Стол был накрыт в просторной комнате с окном во всю стену. По противоположной стене шла легкая сквозная лестница на второй этаж. По левой стене – плита и мойка, кухонные шкафы; по правой – диван, два кресла, книжные стеллажи до потолка. Изящно, современно и слегка стандартно, но и слава богу, и не надо выпендриваться. Закусывали, болтали, потом гуляли по саду, сидели на качелях, пили чай под яблонями.
Когда я зашел в сортир – это был совмещенный санузел – то подивился чистоте, красоте и основательности этого заведения. Там было гораздо изящнее и даже роскошнее, чем во всем доме. Прекрасная ванна, даже не просто ванна, а джакузи, и отдельно душевая кабина, двойная раковина, унитаз какого-то космического дизайна, и такое же биде, и бесконечные щеточки, спреи, рулоны бумаги, стопки салфеток, батареи шампуней и гелей, ряды флаконов с одеколонами… Полотенца, расчески, щетки, терки, скребки, машинки для стрижки, целых два фена. Видно было, что у хозяев это любимое, едва ли не главное место в доме. Правда, я не был в спальне. Ну да ладно.

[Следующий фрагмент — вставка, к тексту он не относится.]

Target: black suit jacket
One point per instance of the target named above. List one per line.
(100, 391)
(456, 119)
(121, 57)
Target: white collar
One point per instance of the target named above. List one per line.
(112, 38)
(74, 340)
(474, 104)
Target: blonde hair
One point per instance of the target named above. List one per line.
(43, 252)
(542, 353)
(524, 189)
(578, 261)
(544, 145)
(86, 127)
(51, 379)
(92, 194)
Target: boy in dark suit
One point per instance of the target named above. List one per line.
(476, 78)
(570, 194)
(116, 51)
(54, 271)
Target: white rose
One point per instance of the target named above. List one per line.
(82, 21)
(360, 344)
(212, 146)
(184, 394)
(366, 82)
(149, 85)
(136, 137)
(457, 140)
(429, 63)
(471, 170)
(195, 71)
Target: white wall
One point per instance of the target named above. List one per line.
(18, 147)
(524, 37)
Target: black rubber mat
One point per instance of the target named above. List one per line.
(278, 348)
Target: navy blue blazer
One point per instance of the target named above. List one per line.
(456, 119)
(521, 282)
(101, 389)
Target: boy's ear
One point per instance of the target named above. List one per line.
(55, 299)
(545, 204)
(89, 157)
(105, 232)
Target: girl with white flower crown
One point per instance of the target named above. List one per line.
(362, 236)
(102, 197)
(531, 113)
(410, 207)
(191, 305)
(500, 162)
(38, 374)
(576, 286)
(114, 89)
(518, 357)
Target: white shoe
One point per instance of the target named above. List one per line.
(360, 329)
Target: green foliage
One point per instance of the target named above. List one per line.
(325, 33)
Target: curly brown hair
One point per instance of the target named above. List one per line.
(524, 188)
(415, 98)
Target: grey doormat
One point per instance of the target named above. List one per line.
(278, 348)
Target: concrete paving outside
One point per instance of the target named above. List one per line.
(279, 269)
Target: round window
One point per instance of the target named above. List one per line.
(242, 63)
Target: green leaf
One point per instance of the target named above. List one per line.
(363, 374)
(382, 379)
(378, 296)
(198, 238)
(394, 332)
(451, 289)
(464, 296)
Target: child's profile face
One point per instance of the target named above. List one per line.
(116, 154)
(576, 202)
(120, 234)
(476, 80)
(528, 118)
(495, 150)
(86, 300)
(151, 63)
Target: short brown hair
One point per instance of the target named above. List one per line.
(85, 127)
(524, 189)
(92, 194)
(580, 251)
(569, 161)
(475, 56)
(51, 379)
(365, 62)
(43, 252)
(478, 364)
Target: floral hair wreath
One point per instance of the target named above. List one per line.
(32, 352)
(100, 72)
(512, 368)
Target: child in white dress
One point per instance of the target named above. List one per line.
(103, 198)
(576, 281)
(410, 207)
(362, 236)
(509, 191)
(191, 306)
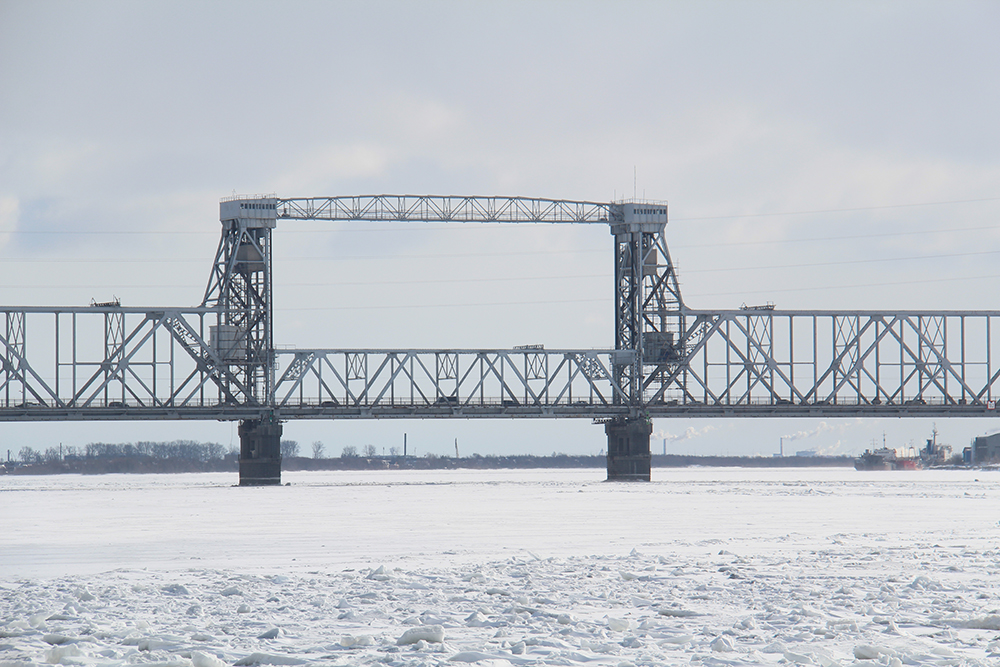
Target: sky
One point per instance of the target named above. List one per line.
(814, 155)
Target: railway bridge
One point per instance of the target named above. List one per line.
(218, 360)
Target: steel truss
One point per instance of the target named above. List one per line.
(112, 363)
(765, 362)
(426, 208)
(218, 361)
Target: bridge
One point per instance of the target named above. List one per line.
(218, 360)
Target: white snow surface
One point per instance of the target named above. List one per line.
(541, 567)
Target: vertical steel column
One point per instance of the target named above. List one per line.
(240, 289)
(260, 452)
(649, 330)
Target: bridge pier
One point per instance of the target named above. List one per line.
(260, 452)
(629, 458)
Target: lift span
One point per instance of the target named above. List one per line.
(218, 360)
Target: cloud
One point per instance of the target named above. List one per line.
(689, 434)
(822, 427)
(10, 209)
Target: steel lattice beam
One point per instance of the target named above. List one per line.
(218, 361)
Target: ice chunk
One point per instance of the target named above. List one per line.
(722, 645)
(83, 594)
(471, 656)
(991, 622)
(174, 589)
(618, 624)
(268, 659)
(678, 639)
(677, 613)
(350, 641)
(62, 654)
(427, 633)
(867, 652)
(200, 659)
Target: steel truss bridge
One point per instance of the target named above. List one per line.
(219, 361)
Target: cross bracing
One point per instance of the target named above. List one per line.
(219, 360)
(428, 208)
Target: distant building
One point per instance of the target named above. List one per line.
(986, 449)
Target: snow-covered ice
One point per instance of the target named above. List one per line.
(706, 566)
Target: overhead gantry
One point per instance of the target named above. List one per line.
(219, 360)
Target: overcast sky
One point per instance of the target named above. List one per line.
(815, 155)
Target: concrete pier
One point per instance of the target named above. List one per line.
(260, 452)
(629, 458)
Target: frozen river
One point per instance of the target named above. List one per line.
(718, 566)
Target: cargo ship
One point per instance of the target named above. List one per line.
(886, 458)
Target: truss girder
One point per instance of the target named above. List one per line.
(432, 381)
(833, 362)
(427, 208)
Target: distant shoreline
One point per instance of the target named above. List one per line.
(149, 465)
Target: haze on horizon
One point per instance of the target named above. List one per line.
(814, 155)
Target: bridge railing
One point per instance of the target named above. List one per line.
(447, 379)
(758, 357)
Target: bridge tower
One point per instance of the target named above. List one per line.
(649, 329)
(240, 289)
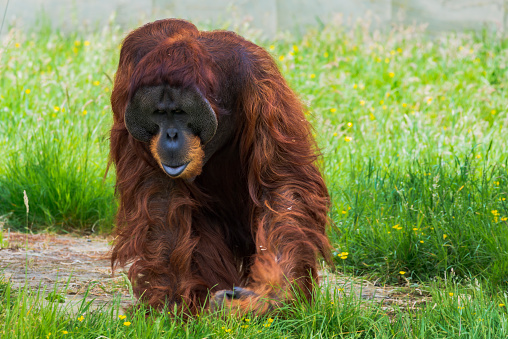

Оказавшись рядом с хозяйкой – миловидной, но бесцветной дамой чуть моложе своего мужа (то есть моего друга-философа), – я не удержался и незаметно потянул носом. Это была невероятная, будто бы многослойная свежесть – чистая, умащенная хорошим кремом кожа, только что вымытая голова, новенькая блузка, сквозь которую чуть ощущалось белье, выстиранное с кондиционером, и сверху всего этого – легчайший набрызг дневной туалетной воды.
Странное дело! Я смотрел на эту пару – вернее, на всю эту чудесную семью, на этих приветливых, воспитанных, умных и все такое людей, включая мальчиков десяти и тринадцати лет, – смотрел на их гостью, такую же милую и приятную даму, – рассматривал их аккуратные прически, мягкие руки, коротко подстриженные ногти у детей, отличный маникюр у женщин, смотрел на красивые белые пальцы философа, ощущал легкое чистое дыхание и свежий запах тел, вдыхал аромат хорошего кофе, дорогого коньяка, свежих булочек и ошпаренного кипятком лимона («Папа любил вот так, коньяк с лимоном, по старинке!» – сказала жена философа, и я сразу понял, что эта дача построена на деньги ее родителей) – я кивал, улыбался, и с каждой минутой во мне все сильнее поднималась холодная, почти брезгливая антипатия к ним. Почему? Сам не знаю. Но мне вся эта чистота и изящество – показались нарочитыми и манерными.
Мне было стыдно, и я боялся, что все это как-то нечаянно проявится. Да, именно стыдно! Философ – я прекрасно это знал – относился ко мне с бескорыстным дружеским расположением. Но теперь я насилу дождался вечера. Не знаю почему. Хотел было вызвать такси сразу после кофе, но подумал, что это будет чересчур. Сидел на диване и листал наугад снятую с полки книгу: это было что-то очень современное и очень французское, со словами «дискурс» и «симулякр» на каждой странице. Книга пахла, как пахнут книги только что из типографии, – и меня чуть не стошнило.